|Home | About | Journals | Submit | Contact Us | Français|
Genetic and environmental factors may contribute to the etiology of the juvenile idiopathic inflammatory myopathies (JIIM), systemic autoimmune diseases characterized by muscle and skin inflammation. We investigated the association between ultraviolet radiation (UVR) exposure and the clinical and autoantibody expression of JIIM.
We assessed the relationship between UVR exposure in the month before symptom onset and prevalence of juvenile dermatomyositis (JDM) versus polymyositis (JPM) in 298 patients. Among JDM patients, the association between UVR exposure and myositis autoantibodies was assessed. Regression models were stratified by sex and race. The association between regional UV index in U.S. geoclimatic zones and the clinical and autoantibody subgroups was examined by weighted least squares regression analysis.
We observed increasing odds of JDM compared with JPM per unit increase in the patients’ highest UV index in the month before symptom onset in girls (OR = 1.18; 95% CI = 1.00–1.40). The average and highest UV indices were associated with increasing odds of anti-p155/140 autoantibodies, which was strongest in white males (OR 1.30 and 1.23, respectively). No association was observed between the UV index and anti-MJ autoantibodies or patients without myositis autoantibodies. Across US geoclimatic regions, the average UV index was associated with increasing odds of JDM and anti-p155/140 autoantibodies but decreasing odds of anti-MJ autoantibodies.
Short-term UVR exposure prior to illness onset may have a role in the clinical and serologic expression of juvenile myositis.

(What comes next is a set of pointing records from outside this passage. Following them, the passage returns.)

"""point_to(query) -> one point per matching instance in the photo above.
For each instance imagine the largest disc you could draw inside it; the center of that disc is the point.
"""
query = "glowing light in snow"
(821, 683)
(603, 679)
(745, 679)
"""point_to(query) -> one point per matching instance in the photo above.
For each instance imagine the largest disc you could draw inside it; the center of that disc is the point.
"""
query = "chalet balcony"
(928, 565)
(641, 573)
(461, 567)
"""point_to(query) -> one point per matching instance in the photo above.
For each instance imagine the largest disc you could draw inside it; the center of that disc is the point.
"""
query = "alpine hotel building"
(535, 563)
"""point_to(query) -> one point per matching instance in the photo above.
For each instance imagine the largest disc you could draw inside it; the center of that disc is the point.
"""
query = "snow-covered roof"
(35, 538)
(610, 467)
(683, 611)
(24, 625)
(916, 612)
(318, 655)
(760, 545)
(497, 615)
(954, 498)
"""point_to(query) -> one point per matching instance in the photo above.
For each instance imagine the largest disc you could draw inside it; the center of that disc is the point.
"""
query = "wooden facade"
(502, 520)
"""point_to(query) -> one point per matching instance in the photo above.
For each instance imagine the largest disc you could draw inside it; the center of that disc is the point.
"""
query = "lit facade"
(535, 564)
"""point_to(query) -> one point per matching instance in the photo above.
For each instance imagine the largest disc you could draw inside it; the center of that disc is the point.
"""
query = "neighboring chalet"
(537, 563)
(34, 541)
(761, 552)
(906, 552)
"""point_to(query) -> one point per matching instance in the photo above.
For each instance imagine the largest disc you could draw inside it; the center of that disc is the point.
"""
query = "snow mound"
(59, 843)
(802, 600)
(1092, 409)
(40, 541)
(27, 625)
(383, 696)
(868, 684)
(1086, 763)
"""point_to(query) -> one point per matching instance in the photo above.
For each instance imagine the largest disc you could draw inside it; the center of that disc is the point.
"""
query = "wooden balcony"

Research examining mechanisms of UVR in JIIM pathogenesis is suggested from these findings.
The idiopathic inflammatory myopathies (IIM) are a heterogeneous group of systemic autoimmune diseases with the common feature of chronic muscle inflammation of unknown etiology. In children, dermatomyositis (DM), characterized by skin rashes and photosensitivity, is the most common of the IIM, and polymyositis (PM), which lacks characteristic skin rashes, constitutes about 10% of childhood-onset patients. As in adult myositis, juvenile myositis is comprised of myositis-autoantibody subgroups which define phenotypes that are each associated with different demographic, clinical and laboratory features and outcomes (1). Some of these autoantibodies are associated with DM, such as anti-Mi-2 and anti-p155/140 (TIF1γ), and others are associated with PM, such as anti-signal recognition particle (1).
Development of IIM is thought to be affected by genetic and environmental risk factors. Although HLA, cytokine polymorphisms and other immunogenetic loci have been identified as genetic risk factors for these diseases (1), little is known about their environmental risk factors. Seasonality in birth dates in subgroups of patients suggests a role for perinatal or neonatal environmental factors, including ultraviolet radiation (UVR), in the later development of these diseases (2). In registry studies, temporal associations with upper respiratory and gastrointestinal infections have been observed. Other exposures have also been observed, including development of symptoms after unusual sun exposure or sunburns (3). In adult IIM, studies in the United States and worldwide found a direct relationship between global surface UVR exposure and the proportion of patients with DM versus PM (4, 5). Seasonal differences in onset of PM/DM have been reported and are consistent with the role of UVR exposure (6). This relationship has not been examined in juvenile IIM (JIIM); therefore, we examined whether the prevalence of juvenile DM (JDM) compared with juvenile PM (JPM), as well as DM-specific autoantibodies, is associated with UVR exposure.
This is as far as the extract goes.